E_step

Module Contents

E_step.get_leaf_Normalizing_Factors(leaves_idx: npt.NDArray[np.uintp], MSD: npt.NDArray[np.float64], EL: npt.NDArray[np.float64]) → npt.NDArray[np.float64]

Normalizing factor (NF) matrix and base case at the leaves.

Each element in this N by 1 matrix is the normalizing factor for each beta value calculation for each node. This normalizing factor is essentially the marginal observation distribution for a node.

This function gets the normalizing factor for the upward recursion only for the leaves. We first calculate the joint probability using the definition of conditional probability:

\(P(x_n = x | z_n = k) * P(z_n = k) = P(x_n = x , z_n = k)\), where n are the leaf nodes.

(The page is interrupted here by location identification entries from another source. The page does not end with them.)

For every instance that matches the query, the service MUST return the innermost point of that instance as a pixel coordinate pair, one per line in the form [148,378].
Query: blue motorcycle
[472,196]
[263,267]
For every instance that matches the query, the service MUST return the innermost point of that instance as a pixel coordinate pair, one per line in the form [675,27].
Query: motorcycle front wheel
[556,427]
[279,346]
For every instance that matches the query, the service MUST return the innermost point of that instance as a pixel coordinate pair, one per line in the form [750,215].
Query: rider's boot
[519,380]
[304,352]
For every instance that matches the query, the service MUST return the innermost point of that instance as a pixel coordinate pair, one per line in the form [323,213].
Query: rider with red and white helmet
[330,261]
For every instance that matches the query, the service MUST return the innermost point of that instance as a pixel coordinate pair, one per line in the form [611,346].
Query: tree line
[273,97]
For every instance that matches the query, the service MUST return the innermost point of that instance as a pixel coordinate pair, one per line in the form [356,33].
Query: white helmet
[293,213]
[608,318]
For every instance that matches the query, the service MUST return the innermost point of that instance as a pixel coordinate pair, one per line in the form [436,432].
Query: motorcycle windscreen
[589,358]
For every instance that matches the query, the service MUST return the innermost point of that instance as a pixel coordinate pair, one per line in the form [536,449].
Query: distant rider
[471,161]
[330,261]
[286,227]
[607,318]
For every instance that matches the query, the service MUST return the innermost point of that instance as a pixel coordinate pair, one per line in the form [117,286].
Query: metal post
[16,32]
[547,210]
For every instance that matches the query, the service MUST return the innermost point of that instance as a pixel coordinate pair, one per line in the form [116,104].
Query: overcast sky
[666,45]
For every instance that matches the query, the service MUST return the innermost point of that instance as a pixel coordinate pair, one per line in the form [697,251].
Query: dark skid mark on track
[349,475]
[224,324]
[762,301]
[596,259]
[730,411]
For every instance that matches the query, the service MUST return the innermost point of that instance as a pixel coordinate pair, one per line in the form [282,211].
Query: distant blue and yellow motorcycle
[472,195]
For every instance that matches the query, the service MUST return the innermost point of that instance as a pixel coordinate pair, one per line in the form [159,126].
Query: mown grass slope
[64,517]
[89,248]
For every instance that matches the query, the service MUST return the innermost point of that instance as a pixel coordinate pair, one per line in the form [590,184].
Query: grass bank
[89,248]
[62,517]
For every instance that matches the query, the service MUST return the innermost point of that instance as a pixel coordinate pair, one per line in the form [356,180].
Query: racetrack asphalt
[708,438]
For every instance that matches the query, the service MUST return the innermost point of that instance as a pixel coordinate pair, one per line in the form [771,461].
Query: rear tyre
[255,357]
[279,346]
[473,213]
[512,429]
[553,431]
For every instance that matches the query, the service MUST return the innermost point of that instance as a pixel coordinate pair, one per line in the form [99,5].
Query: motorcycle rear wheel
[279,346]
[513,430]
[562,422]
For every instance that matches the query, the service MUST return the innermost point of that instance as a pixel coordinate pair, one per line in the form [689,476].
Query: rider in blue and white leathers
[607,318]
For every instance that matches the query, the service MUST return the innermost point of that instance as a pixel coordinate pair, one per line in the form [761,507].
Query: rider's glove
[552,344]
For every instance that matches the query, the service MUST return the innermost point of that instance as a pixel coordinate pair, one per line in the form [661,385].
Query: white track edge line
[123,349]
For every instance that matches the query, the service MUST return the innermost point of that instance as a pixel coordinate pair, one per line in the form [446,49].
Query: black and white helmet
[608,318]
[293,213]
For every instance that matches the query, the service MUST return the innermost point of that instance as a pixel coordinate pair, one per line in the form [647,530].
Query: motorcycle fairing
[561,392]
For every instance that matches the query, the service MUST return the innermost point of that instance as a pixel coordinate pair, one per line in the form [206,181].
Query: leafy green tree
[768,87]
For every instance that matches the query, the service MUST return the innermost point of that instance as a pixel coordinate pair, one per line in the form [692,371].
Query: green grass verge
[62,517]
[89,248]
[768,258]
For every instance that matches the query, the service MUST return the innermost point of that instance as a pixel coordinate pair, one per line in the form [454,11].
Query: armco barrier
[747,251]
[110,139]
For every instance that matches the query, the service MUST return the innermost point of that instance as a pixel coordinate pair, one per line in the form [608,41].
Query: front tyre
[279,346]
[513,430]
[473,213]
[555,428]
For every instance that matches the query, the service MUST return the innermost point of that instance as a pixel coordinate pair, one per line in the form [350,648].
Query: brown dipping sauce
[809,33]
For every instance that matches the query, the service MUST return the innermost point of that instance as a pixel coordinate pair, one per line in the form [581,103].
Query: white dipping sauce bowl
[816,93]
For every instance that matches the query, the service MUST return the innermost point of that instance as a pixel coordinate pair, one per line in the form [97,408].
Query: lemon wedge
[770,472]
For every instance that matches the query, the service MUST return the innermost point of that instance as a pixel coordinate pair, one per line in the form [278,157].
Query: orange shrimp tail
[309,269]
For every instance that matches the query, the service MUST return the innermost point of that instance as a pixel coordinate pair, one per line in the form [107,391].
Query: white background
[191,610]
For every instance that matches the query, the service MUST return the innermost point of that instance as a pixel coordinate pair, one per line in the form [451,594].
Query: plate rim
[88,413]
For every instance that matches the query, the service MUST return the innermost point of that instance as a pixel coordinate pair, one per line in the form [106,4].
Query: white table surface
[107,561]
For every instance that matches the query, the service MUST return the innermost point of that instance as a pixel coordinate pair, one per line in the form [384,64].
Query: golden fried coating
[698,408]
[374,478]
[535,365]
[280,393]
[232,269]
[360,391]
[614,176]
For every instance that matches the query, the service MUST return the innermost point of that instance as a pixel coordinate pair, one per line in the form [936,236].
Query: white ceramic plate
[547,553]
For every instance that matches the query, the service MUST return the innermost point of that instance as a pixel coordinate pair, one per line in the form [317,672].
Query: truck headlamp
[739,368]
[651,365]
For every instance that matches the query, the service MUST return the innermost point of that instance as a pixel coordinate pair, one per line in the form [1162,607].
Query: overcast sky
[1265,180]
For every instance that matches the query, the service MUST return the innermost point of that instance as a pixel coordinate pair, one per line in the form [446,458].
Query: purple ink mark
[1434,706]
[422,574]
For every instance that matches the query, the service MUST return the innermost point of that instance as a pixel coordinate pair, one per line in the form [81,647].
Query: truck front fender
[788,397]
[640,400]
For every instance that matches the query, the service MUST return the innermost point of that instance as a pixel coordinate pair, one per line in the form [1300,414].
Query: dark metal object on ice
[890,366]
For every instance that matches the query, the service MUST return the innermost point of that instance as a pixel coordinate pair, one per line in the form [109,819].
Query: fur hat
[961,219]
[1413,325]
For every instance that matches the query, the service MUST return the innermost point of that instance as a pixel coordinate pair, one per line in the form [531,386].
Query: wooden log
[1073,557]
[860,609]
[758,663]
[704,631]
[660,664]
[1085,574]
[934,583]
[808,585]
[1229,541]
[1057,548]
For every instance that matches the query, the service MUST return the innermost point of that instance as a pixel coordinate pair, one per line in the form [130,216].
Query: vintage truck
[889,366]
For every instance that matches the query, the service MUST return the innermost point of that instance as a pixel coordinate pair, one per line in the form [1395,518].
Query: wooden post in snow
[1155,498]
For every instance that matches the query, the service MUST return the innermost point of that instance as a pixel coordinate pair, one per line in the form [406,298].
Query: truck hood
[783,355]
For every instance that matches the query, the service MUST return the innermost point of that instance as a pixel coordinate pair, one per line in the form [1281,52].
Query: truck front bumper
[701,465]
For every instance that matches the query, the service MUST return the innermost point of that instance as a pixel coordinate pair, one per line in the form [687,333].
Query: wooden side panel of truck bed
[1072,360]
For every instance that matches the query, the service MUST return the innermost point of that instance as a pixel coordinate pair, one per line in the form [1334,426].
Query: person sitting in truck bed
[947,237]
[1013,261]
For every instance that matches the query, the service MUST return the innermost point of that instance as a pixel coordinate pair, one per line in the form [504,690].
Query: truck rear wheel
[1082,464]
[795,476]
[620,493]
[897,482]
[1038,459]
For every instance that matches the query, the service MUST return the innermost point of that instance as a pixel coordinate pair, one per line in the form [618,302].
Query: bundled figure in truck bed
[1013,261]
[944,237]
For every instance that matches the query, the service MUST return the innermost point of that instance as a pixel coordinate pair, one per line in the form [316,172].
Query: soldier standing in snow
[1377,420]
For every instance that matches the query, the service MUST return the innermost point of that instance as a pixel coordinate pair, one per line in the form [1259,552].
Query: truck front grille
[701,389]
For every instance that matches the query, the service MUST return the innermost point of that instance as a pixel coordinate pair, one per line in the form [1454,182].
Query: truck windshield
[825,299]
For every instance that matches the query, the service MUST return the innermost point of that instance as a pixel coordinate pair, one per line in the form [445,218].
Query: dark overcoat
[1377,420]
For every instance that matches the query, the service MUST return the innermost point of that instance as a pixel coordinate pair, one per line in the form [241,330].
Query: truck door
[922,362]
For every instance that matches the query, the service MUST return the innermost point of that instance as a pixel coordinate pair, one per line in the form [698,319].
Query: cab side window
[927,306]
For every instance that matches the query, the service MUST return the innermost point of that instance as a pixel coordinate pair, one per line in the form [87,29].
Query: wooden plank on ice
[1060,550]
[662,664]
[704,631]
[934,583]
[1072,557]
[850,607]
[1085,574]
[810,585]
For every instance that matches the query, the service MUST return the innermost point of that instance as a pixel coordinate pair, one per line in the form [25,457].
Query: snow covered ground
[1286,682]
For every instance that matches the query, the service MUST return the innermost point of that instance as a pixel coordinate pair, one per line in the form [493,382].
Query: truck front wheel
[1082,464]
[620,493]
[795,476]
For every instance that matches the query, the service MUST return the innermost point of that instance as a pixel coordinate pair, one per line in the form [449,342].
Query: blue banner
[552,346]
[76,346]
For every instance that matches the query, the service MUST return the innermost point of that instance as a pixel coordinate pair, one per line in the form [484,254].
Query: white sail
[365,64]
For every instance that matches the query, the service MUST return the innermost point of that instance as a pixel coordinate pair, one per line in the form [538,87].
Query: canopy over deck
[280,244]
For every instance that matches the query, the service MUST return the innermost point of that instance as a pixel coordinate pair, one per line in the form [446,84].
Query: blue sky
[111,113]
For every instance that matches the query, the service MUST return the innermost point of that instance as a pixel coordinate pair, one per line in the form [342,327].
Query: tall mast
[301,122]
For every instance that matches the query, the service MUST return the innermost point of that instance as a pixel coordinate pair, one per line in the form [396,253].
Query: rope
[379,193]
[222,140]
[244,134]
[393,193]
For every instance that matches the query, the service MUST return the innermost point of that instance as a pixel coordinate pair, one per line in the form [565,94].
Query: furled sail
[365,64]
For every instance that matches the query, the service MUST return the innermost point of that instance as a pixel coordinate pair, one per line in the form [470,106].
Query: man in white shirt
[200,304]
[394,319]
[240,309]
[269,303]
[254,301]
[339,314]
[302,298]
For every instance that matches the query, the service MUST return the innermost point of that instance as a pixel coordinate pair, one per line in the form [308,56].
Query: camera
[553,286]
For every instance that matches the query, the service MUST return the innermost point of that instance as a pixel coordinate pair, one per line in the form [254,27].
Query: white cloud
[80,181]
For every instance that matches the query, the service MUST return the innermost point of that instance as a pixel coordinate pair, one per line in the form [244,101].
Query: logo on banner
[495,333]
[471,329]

We can then sum this joint probability over k, which are the possible states z_n can be, and through the law of total probability, obtain the marginal observation distribution \(P(x_n = x) = sum_k ( P(x_n = x , z_n = k) ) = P(x_n = x)\).

Parameters
  • EL – The emissions likelihood

  • MSD – The marginal state distribution P(z_n = k)

Returns

normalizing factor. The marginal observation distribution P(x_n = x)

E_step.get_MSD(cell_to_parent: np.ndarray, pi: npt.NDArray[np.float64], T: npt.NDArray[np.float64]) → npt.NDArray[np.float64]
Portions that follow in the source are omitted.